Неожиданно в палату влетела медсестра и прошипела с вытаращенными глазами:

— Главврач начал обход. Быстро уходите!

Посетитель поднялся с места, тряхнул здоровую руку друга и подмигнул:

— Все будет нормально. Не унывай!

Произнеся это как можно бодрее, Трубников немедленно вышел из палаты и быстрым шагом направился к лифту. Но сестра остановила:

— Вам не сюда! Вам надо по лестнице на шестой этаж. Там пройдете через родильное отделение и спуститесь на грузовом лифте в подвал. Из подвала свободный выход.

Честно говоря, признание Димана ошеломило бывшего одноклассника. Но что-то здесь было нелогично. Конечно, Колесников мог убить Маринкино-го мужа. В этом сомнения не было. Диман на этой Маргулиной помешан с детства. После того как Марго вышла замуж, Димка целый месяц лежал на диване в ступоре, отказываясь от пищи и воды. Он едва выкарабкался, и то благодаря Маринке. Она пришла к нему домой и сказала:

— Не расстраивайся, Диман! Я скоро разведусь.

И она действительно вскоре развелась. Не прошло и пяти лет. Только радость Димана оказалась преждевременной. Марго снова его отвергла и вышла замуж за Олега, который был на семь лет ее младше. Ее второй муж был красивым, самоуверенным и наглым. Под стать Марго. Он был таким же бессердечным и ироничным, как его жена. Над разбитым сердцем Колесникова Олег измывался с упоением садиста. С его стороны это было крайне неблагородно. Ну да где сейчас найдешь благородных? Поэтому неразделенная любовь и униженное самолюбие могли толкнуть Колесникова на убийство этого ублюдка. Однако не это было удивительным. Было удивительно другое, что Трубников ничего не слышал о смерти Маринкиного мужа и буквально на днях — кажется, позавчера — видел его живым и невредимым. Когда же Диман успел его грохнуть? Неужели вчера? Точно, вчера! А потом поехал домой и резанул себе вены. Эх, Диман, Диман…

Когда Трубников приехал на работу, в конторе еще никого не было.

— Раненько вы сегодня, Евгений Алексеевич, — произнес вахтер вместо приветствия, открыв ему парадную дверь.

Трубников пробурчал в ответ что-то невразумительное, прошел в кабинет и, не раздеваясь, опустился в кресло. Димана надо спасать от тюрьмы, но как? Милиция, наверное, уже на ногах. Ищут идиота.

Евгений набрал номер Маргулиных, и, к своему удивлению, вместо горестного голоса вдовы услышал бодрый и вполне жизнерадостный возглас Марго:

— Я слушаю! Алло! Говорите!

— Марго, это ты? — произнес Трубников, не поверив ушам.
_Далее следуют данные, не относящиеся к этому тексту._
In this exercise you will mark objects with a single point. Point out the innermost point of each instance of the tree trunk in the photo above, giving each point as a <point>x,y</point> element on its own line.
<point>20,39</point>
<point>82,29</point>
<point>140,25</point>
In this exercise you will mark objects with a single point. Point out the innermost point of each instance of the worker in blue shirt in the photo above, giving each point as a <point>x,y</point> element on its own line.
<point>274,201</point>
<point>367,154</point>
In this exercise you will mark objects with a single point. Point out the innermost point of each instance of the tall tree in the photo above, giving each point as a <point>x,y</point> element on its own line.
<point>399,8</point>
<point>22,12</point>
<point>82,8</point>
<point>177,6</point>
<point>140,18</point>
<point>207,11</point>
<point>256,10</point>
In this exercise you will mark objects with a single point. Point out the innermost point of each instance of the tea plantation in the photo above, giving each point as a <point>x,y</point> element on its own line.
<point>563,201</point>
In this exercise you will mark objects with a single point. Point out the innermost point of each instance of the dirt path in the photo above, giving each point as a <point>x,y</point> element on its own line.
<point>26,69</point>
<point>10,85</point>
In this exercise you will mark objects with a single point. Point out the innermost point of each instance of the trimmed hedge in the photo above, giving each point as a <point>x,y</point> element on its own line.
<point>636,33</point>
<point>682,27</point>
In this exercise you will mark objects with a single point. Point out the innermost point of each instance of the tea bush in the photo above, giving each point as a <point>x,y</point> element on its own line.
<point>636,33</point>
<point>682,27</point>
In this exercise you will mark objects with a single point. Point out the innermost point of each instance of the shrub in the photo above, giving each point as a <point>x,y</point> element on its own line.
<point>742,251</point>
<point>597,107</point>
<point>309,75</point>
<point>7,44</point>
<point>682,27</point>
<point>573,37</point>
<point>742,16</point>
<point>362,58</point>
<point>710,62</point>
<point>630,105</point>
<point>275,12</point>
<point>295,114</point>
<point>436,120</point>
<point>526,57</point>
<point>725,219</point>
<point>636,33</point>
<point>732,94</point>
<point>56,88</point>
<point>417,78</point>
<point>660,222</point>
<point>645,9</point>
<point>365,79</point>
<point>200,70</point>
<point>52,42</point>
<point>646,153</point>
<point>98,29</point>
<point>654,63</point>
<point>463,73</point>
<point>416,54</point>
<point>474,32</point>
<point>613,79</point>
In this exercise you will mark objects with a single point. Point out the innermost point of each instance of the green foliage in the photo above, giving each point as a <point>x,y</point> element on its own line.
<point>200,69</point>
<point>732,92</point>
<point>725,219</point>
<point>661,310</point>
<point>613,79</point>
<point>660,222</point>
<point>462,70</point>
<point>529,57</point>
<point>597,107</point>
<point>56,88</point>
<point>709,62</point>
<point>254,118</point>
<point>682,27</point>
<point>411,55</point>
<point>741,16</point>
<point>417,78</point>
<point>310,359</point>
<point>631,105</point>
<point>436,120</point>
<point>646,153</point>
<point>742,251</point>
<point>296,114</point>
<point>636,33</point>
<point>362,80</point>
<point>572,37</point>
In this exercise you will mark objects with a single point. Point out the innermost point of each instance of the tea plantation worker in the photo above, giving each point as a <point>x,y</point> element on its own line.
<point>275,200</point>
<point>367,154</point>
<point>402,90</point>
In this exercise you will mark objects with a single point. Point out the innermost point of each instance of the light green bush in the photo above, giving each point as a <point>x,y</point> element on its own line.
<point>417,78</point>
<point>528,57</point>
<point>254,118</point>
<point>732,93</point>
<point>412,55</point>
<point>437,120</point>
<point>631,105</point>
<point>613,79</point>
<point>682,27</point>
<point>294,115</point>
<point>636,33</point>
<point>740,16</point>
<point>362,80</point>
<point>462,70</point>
— Более глупый вопрос может задать только твой друг Колесников, — ответила Маргулина. — Ну, если ты, Женька, звонишь мне, кто же еще может быть у аппарата?

— Да, конечно, извини! Не узнал тебя! — растерянно пробормотал Трубников.

— Значит, богатой буду. А я твой голос узнаю с лету. Ну, говори, чего звонишь в такую рань?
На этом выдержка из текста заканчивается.